Initially, in March following the ministers’ visit to Tonga, the Japan Film Festival, gathering of past exchange students to Japan, and a survey on basic information needed to go forward with the renovation of Tonga’s gateway to the country, Fua`amota International Airport were scheduled to happen; in August 2020 the completion of the currently in-progress NEWS (New Early Warning System) was also scheduled. However, all of these events were either postponed or cancelled due to the COVID-19 pandemic.

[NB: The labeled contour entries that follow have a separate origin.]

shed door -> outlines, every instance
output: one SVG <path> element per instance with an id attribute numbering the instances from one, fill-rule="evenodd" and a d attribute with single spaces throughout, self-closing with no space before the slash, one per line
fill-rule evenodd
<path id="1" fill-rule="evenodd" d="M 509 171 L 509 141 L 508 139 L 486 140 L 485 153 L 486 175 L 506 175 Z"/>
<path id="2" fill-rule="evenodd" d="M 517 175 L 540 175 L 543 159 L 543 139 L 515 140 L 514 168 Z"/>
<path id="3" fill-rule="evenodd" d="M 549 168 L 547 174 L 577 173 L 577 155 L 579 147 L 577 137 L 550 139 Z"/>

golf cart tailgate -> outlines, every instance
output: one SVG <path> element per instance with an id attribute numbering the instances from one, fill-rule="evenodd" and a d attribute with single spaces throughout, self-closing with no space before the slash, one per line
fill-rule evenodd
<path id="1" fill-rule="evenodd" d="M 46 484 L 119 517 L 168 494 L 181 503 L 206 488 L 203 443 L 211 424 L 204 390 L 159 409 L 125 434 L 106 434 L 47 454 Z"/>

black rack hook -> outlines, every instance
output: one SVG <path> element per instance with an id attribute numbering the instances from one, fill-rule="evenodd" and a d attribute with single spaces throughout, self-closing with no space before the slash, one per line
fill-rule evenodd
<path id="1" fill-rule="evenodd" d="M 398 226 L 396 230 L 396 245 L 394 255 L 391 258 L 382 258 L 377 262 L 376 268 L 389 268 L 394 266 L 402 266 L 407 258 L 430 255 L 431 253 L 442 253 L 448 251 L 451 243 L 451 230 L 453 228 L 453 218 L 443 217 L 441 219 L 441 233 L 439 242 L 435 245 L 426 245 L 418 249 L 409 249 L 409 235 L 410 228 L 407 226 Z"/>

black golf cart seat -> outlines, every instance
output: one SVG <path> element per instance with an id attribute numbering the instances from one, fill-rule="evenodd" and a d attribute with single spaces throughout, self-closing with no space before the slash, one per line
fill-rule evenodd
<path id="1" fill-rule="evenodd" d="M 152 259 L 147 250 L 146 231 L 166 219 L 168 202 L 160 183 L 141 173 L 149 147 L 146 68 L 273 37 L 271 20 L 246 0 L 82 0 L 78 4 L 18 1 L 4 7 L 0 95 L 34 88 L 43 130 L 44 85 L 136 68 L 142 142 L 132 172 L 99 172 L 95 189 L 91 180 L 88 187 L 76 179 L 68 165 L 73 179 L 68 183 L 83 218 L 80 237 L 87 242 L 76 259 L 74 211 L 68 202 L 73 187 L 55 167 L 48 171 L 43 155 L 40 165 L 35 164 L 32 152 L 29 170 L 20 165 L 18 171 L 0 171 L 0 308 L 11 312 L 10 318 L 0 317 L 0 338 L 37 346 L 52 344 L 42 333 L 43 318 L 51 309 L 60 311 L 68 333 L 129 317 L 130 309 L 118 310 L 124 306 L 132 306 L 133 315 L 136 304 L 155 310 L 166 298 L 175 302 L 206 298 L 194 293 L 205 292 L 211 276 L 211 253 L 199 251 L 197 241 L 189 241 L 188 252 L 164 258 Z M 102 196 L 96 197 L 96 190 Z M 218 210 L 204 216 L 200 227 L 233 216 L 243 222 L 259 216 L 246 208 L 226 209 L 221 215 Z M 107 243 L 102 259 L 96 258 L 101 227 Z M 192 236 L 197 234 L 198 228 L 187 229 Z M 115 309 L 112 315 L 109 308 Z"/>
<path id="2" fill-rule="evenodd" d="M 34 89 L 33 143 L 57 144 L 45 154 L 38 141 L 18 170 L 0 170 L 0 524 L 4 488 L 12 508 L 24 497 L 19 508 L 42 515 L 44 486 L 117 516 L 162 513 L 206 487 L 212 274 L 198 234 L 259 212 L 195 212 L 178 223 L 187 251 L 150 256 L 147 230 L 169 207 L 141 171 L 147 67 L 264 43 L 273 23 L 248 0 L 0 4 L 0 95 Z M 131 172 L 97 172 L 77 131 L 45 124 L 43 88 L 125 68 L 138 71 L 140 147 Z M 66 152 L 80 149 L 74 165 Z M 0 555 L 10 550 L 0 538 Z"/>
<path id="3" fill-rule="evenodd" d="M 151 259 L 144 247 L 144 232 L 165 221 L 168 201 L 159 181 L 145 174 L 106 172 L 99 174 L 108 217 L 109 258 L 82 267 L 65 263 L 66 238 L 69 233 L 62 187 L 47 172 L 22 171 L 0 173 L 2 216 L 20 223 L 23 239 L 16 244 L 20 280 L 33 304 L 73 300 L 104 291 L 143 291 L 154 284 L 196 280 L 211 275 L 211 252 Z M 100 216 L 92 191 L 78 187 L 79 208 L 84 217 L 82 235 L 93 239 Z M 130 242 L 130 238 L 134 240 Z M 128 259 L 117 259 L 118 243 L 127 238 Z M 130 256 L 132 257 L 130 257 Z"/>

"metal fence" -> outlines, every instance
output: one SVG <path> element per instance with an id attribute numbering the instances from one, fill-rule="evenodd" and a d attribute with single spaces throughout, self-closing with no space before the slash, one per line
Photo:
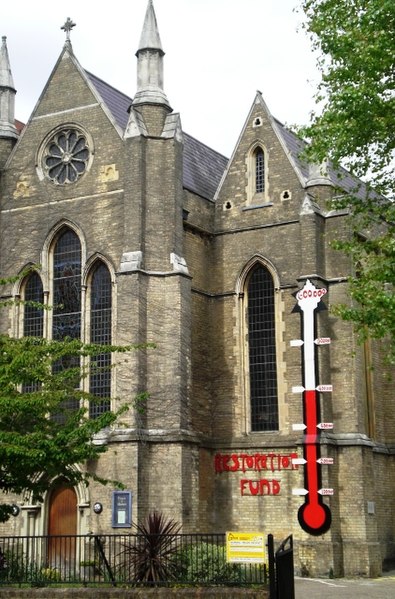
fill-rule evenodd
<path id="1" fill-rule="evenodd" d="M 266 565 L 227 563 L 224 534 L 0 537 L 0 586 L 266 583 Z"/>

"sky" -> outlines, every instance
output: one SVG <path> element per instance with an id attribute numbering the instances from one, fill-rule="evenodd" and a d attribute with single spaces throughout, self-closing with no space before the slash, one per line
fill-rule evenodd
<path id="1" fill-rule="evenodd" d="M 230 156 L 256 91 L 282 123 L 301 125 L 315 108 L 316 57 L 302 29 L 300 0 L 154 0 L 164 89 L 183 130 Z M 1 8 L 26 122 L 62 51 L 70 17 L 81 66 L 133 97 L 136 50 L 147 0 L 11 0 Z"/>

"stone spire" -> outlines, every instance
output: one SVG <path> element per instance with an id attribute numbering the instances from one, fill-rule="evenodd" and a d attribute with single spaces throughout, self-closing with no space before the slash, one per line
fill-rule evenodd
<path id="1" fill-rule="evenodd" d="M 158 25 L 152 0 L 148 0 L 143 31 L 137 56 L 137 92 L 133 106 L 141 104 L 162 104 L 169 107 L 163 91 L 163 56 Z"/>
<path id="2" fill-rule="evenodd" d="M 0 137 L 18 137 L 15 127 L 15 94 L 7 38 L 3 36 L 0 48 Z"/>

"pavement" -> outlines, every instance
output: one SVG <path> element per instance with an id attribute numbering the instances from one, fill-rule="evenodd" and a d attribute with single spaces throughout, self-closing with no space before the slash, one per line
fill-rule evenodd
<path id="1" fill-rule="evenodd" d="M 395 599 L 395 571 L 380 578 L 295 578 L 295 599 Z"/>

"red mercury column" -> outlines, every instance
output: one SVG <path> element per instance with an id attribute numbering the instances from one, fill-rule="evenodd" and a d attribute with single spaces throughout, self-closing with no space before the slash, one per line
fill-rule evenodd
<path id="1" fill-rule="evenodd" d="M 305 460 L 305 502 L 298 511 L 298 520 L 306 532 L 320 535 L 329 530 L 331 512 L 323 503 L 322 496 L 332 494 L 332 489 L 321 489 L 320 431 L 330 428 L 320 422 L 319 396 L 316 386 L 316 345 L 314 341 L 314 312 L 326 294 L 326 289 L 317 289 L 309 280 L 303 289 L 297 292 L 296 299 L 303 313 L 303 414 L 304 438 L 303 454 Z M 324 387 L 324 386 L 322 386 Z M 331 390 L 329 385 L 326 390 Z M 320 387 L 318 387 L 320 389 Z"/>

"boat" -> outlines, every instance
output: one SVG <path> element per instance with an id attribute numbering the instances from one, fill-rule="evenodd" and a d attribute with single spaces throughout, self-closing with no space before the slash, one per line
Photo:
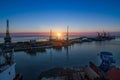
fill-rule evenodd
<path id="1" fill-rule="evenodd" d="M 13 80 L 15 78 L 14 51 L 6 52 L 0 49 L 0 80 Z"/>
<path id="2" fill-rule="evenodd" d="M 100 58 L 101 58 L 100 68 L 104 72 L 109 71 L 112 68 L 112 66 L 114 66 L 115 60 L 113 59 L 113 54 L 111 52 L 105 51 L 101 52 Z"/>

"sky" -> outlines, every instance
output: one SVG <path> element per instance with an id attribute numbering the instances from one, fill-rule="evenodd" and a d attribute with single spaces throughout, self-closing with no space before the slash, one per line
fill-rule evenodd
<path id="1" fill-rule="evenodd" d="M 120 32 L 120 0 L 0 0 L 0 32 Z"/>

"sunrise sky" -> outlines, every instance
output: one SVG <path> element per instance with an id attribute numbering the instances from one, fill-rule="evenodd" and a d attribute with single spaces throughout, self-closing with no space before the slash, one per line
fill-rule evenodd
<path id="1" fill-rule="evenodd" d="M 120 0 L 0 0 L 0 32 L 120 32 Z"/>

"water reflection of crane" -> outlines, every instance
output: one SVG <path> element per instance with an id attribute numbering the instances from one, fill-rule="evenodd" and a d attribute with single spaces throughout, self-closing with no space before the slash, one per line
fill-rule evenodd
<path id="1" fill-rule="evenodd" d="M 68 61 L 69 60 L 69 46 L 66 46 L 65 50 L 66 50 L 66 60 Z"/>

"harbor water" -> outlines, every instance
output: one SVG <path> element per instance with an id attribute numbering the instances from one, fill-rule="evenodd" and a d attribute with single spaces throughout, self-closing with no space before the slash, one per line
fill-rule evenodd
<path id="1" fill-rule="evenodd" d="M 14 39 L 27 40 L 28 37 Z M 2 38 L 0 40 L 3 41 Z M 23 80 L 37 80 L 40 72 L 55 67 L 82 67 L 88 65 L 90 61 L 99 66 L 98 53 L 101 51 L 112 52 L 115 65 L 120 67 L 120 38 L 116 38 L 111 41 L 77 43 L 69 47 L 51 48 L 35 53 L 15 52 L 16 72 L 23 75 Z"/>

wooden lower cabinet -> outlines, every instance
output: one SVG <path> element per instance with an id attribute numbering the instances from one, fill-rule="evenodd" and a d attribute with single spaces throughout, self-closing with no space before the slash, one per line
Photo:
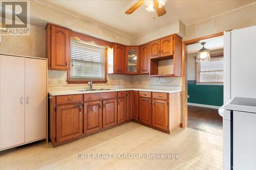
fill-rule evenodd
<path id="1" fill-rule="evenodd" d="M 151 99 L 139 98 L 139 121 L 151 125 Z"/>
<path id="2" fill-rule="evenodd" d="M 56 141 L 62 142 L 82 135 L 81 104 L 56 106 Z"/>
<path id="3" fill-rule="evenodd" d="M 103 101 L 103 128 L 106 128 L 117 123 L 117 100 Z"/>
<path id="4" fill-rule="evenodd" d="M 139 102 L 138 91 L 133 91 L 133 119 L 138 120 L 139 117 Z"/>
<path id="5" fill-rule="evenodd" d="M 168 130 L 168 102 L 156 99 L 152 101 L 152 126 Z"/>
<path id="6" fill-rule="evenodd" d="M 133 92 L 126 91 L 126 120 L 133 119 Z"/>
<path id="7" fill-rule="evenodd" d="M 125 98 L 117 99 L 117 123 L 121 123 L 126 120 L 126 100 Z"/>
<path id="8" fill-rule="evenodd" d="M 86 102 L 83 104 L 83 133 L 102 128 L 102 101 Z"/>

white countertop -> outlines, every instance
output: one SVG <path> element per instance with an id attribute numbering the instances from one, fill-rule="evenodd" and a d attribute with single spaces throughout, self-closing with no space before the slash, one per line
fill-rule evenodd
<path id="1" fill-rule="evenodd" d="M 181 91 L 181 86 L 95 86 L 93 89 L 108 88 L 111 90 L 94 90 L 94 91 L 79 91 L 77 90 L 88 89 L 88 87 L 48 87 L 48 93 L 51 95 L 61 95 L 67 94 L 94 93 L 99 92 L 105 92 L 112 91 L 144 91 L 152 92 L 159 92 L 164 93 L 173 93 L 175 92 Z"/>

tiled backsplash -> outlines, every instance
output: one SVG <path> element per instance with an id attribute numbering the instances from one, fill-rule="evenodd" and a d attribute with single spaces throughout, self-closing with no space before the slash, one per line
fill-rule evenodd
<path id="1" fill-rule="evenodd" d="M 87 85 L 84 84 L 68 84 L 67 77 L 66 71 L 48 70 L 48 87 Z M 148 75 L 130 76 L 108 74 L 107 80 L 106 83 L 94 84 L 94 85 L 182 86 L 182 83 L 181 77 L 161 78 L 159 79 L 158 78 L 151 78 Z"/>

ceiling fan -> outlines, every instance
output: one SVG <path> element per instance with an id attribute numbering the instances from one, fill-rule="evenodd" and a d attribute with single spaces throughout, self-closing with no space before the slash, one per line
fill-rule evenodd
<path id="1" fill-rule="evenodd" d="M 158 16 L 161 16 L 166 13 L 164 8 L 164 5 L 167 0 L 140 0 L 128 10 L 125 11 L 125 14 L 131 14 L 136 9 L 139 8 L 143 3 L 146 5 L 146 10 L 148 12 L 153 12 L 152 17 L 156 18 L 156 12 Z"/>

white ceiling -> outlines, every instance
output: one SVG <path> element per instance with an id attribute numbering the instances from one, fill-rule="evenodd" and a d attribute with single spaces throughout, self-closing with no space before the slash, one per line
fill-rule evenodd
<path id="1" fill-rule="evenodd" d="M 55 8 L 134 37 L 180 19 L 190 24 L 256 0 L 168 0 L 166 14 L 152 19 L 143 4 L 131 15 L 124 12 L 138 0 L 40 1 Z"/>
<path id="2" fill-rule="evenodd" d="M 206 43 L 204 45 L 204 47 L 206 48 L 209 49 L 210 52 L 215 50 L 223 49 L 223 36 L 221 36 L 212 39 L 209 39 L 207 40 L 202 40 L 200 42 L 187 45 L 187 54 L 196 54 L 197 52 L 203 47 L 203 45 L 201 44 L 201 42 L 205 42 Z"/>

As mentioned above, the interactions between Tonga and Japan are multi-layered, ranging from royal family connections all the way down to grassroots movements; furthermore, I want to stress that these are not one-sided, but rather they are bi-directional. Japan hopes to build a foothold in the second half of the century of Tonga-Japan relations, and aims for an increase in continuous bilateral relations.
(2)Lastly, regarding the internal politics of Tonga, in September 2019 then-Prime Minister ‘Akilisi Pōhiva passed away during the middle of his term, and the current administration came into power in October. On the one hand, the general election is scheduled to take place in November 2021, leaving only a short window of time for the administration to demonstrate to the people what concrete results it is able to achieve, being a breaking point between light and dark for the administration. The current prime minister, Pohiva Tu`i`onetoa, vigorously visited all of the constituencies, gathering with residents in the community. It appears that what the residents are concerned about are issues such as road maintenance and water supply. In the beginning of May, the national Diet will open and discuss the budget, but considering the 2021 general election this year’s budget (fiscal year starts in July and ends June the following year) is of keen importance for the current administration and its relationship with Tonga’s citizens. In addition, COVID-19 and cyclone measures deserve close attention in the organization of each ministry.
(This piece is written based on the personal beliefs of the author. Additionally, the author would like to add that as of September 1st, 2020, Tonga has no known confirmed cases of COVID-19.)